Agriculture accounts for just over 1 percent of the European economy and employs 4 percent of the population. But it receives a third of the EU budget, largely in subsidies.

For weeks, a series of farmers' groups have taken to the streets across Europe, blocking highways with tractors, throwing fireworks at police and setting up barricades that have caused major transport problems in Berlin, Brussels and Paris.

They are angry about many things. Some frustration is directed at national leaders and proposals to reduce agricultural diesel subsidies in France and Germany. Some of it focuses on EU-wide proposals, such as cuts in the use of nitrogen fertilizers (which are made from fossil fuels).

Farmers are also angry at trade agreements that allow the import of agricultural products from countries that do not have the same environmental protections.
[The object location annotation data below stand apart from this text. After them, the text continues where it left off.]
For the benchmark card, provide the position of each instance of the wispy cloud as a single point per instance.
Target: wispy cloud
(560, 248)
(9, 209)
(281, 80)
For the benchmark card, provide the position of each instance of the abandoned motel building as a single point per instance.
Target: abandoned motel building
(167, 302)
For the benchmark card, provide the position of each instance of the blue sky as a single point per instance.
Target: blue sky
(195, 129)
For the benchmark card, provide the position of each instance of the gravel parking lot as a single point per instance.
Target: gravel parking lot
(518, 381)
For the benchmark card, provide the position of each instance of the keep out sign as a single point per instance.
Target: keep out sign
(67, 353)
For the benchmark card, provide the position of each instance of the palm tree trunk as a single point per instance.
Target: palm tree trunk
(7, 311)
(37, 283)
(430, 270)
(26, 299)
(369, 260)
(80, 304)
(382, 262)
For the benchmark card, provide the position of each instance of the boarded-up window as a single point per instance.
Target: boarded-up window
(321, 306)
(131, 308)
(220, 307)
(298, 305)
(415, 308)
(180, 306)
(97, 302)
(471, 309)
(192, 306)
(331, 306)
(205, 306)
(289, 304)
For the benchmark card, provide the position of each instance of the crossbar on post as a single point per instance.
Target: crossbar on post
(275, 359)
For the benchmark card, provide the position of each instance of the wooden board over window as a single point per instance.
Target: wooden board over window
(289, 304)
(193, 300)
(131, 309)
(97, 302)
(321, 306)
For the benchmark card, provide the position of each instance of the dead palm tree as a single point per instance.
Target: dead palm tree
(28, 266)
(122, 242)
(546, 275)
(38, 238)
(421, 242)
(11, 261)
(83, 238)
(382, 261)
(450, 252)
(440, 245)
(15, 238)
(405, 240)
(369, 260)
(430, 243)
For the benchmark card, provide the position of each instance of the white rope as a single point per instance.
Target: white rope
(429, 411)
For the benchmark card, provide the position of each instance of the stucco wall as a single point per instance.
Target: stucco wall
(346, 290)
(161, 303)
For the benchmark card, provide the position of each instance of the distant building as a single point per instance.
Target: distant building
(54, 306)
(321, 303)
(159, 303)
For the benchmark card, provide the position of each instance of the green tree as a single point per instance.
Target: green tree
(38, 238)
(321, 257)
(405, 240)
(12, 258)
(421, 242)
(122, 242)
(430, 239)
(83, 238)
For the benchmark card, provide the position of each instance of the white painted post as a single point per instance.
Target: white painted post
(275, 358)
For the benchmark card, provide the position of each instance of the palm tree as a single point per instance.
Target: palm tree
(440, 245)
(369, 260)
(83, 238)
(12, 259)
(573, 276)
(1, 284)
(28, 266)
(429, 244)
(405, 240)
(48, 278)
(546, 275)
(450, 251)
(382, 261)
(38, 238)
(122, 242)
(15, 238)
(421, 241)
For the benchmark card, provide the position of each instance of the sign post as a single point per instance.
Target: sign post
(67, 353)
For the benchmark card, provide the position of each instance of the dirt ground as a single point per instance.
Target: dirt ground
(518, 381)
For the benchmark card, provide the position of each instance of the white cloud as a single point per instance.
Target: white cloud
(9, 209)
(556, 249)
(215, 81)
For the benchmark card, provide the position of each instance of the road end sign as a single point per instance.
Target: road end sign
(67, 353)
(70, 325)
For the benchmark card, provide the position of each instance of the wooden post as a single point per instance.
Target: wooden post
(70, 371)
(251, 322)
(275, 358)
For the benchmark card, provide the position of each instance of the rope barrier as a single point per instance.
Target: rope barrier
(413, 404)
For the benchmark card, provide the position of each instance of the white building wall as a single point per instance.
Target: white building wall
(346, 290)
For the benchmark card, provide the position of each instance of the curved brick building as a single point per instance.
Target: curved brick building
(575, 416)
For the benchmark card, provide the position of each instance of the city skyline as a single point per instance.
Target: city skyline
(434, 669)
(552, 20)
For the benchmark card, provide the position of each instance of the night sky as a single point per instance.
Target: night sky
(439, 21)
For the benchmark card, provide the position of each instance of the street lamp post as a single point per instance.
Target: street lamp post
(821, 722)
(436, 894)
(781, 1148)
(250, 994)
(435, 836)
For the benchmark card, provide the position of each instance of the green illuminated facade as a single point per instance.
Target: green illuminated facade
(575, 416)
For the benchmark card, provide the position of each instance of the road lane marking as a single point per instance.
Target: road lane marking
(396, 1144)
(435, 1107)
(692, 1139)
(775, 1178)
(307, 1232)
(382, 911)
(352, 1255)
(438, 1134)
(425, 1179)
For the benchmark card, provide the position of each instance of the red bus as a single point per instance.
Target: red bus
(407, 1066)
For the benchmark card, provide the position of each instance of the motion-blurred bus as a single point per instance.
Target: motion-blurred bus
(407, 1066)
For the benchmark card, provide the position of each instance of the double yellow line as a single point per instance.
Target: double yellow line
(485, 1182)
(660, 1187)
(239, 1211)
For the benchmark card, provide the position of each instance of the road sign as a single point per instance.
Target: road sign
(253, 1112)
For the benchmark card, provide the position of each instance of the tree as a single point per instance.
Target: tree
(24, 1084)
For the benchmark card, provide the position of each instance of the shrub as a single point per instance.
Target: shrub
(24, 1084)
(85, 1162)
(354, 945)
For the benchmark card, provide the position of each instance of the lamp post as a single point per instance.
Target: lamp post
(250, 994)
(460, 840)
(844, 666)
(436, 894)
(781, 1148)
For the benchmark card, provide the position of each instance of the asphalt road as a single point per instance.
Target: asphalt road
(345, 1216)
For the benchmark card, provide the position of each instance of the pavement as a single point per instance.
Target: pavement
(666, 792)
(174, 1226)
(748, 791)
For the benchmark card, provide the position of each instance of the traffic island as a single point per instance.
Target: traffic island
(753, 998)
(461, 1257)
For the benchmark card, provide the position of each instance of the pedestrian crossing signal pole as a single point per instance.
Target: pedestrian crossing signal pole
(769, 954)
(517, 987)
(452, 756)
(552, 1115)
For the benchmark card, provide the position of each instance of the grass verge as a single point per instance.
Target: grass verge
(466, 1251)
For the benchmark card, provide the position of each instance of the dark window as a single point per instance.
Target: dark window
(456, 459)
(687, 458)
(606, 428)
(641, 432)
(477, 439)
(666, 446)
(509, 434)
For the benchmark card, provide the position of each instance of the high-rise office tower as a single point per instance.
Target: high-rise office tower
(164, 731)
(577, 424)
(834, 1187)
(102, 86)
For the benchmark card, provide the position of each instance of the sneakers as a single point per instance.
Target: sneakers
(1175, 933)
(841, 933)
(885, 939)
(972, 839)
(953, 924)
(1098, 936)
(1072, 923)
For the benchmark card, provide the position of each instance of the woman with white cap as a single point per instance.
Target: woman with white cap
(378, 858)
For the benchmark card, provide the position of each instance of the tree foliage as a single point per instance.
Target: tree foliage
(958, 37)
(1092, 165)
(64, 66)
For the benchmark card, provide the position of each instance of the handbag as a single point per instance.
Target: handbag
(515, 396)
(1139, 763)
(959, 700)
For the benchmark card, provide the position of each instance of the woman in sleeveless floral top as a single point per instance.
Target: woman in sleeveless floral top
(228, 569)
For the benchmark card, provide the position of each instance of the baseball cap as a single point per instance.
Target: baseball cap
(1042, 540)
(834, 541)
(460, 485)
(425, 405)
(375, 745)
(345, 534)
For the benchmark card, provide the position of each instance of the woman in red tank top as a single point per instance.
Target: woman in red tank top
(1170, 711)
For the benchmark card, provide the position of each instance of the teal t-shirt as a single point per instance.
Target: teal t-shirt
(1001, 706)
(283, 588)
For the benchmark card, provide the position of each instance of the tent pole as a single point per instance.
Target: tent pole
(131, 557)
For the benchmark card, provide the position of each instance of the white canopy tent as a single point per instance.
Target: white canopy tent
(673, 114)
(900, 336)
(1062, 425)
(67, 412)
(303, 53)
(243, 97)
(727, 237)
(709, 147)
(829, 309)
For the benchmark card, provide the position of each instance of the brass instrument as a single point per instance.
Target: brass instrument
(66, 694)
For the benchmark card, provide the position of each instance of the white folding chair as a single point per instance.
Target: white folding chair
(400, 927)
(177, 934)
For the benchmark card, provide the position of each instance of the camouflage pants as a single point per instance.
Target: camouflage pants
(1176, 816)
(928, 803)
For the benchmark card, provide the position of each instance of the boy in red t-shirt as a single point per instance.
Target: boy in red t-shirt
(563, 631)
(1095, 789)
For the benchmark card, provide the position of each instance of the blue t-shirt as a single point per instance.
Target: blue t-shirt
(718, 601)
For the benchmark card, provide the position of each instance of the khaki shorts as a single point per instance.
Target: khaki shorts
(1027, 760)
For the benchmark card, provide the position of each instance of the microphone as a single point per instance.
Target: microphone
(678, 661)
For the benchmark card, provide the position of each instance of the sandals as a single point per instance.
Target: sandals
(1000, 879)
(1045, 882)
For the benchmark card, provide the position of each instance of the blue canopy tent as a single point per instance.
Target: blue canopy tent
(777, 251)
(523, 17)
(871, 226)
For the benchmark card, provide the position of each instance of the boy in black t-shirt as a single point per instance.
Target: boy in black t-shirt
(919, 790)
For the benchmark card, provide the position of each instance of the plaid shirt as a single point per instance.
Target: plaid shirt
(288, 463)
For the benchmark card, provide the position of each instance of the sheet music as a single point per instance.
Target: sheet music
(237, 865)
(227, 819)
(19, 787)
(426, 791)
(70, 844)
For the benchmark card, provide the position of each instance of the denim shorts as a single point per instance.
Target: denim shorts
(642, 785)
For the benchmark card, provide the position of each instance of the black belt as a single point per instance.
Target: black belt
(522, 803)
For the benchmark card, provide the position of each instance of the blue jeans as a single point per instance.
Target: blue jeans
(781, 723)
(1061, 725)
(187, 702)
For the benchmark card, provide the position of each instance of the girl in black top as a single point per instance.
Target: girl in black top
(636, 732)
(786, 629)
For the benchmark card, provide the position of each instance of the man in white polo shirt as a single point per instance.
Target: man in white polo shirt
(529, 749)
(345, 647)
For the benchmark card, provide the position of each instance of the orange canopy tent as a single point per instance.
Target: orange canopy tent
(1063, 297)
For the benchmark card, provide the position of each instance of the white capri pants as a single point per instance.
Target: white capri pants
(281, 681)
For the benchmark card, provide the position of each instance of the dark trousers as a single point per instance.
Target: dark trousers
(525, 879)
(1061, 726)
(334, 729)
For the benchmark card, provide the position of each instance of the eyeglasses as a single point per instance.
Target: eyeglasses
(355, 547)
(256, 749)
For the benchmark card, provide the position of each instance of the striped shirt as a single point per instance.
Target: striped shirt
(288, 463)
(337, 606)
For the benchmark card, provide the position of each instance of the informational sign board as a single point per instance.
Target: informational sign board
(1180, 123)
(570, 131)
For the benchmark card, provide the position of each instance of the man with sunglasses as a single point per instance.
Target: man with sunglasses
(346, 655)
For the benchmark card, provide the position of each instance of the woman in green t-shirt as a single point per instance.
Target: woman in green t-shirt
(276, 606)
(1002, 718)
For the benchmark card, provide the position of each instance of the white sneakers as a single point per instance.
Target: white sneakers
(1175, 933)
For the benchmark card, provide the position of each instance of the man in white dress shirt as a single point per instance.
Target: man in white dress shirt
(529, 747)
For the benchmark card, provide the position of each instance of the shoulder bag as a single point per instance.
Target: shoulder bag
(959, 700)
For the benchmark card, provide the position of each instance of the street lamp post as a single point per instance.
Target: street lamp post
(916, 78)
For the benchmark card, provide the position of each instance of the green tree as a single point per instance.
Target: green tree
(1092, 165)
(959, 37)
And some farmers want more government support as they reel from the effects of extreme weather, exacerbated by climate change.

The protests epitomize the failure to convince farmers towards more sustainable agriculture, said Tim Benton, head of the environment program at Chatham House, a research institution based in London. “This is a broader example of how, if we want to make the transition to sustainability, we need to invest more in 'just transitions' to bring people along and make them feel better off, not punished,” he said .

In Germany, the government has backtracked on a number of key policy measures, including: postponing a reduction in diesel subsidies for agricultural vehicles.

In France, the government has offered livestock farmers a 150 million euro (or $163 million) aid package, temporarily halted a national plan to reduce pesticide use and banned the import of foreign products treated with a pesticide banned in France is.

But on Tuesday, Ms von der Leyen announced the scrapping of an EU-wide bill to reduce pesticide use because, she said, it had become “a symbol of polarisation”.

Later in the day, the Commission published its recommended 2040 climate targets. Although they will not be formally proposed or voted on until a new Parliament is elected this summer, they send a clear signal about the political priorities of the incumbent European People's Party from Mrs von der Leyen. The targets aim to reduce overall emissions by 90 percent by 2040. But they do not recommend anything specific on reducing agricultural methane emissions, a potent greenhouse gas that comes mainly from livestock, nor on curtailing nitrogen fertilizers.

Both methane and nitrogen need to be significantly reduced to meet the bloc's climate targets, scientists advising the European Union said.

Following Tuesday's announcements, a European farmers' lobby group known as COPA-COGECA declared victory. “The European Commission finally acknowledges that its approach was not the right one,” the group said said on X.

The centre-right European People's Party, the largest group in the European Parliament, has long enjoyed the support of rural voters. Lately, some environmental and trade policies have angered that voting bloc. Far-right groups, which are on the rise in several countries on the continent, have seized on that discontent.

“The upcoming elections create opportunities for populist parties, who use them against Europe's green agenda,” said Simone Tagliapietra, a senior fellow at Bruegel, a Brussels-based research institute that studies European energy and environmental policy. “We all have someone in our family tree who was a farmer, and food is an important part of European identity.”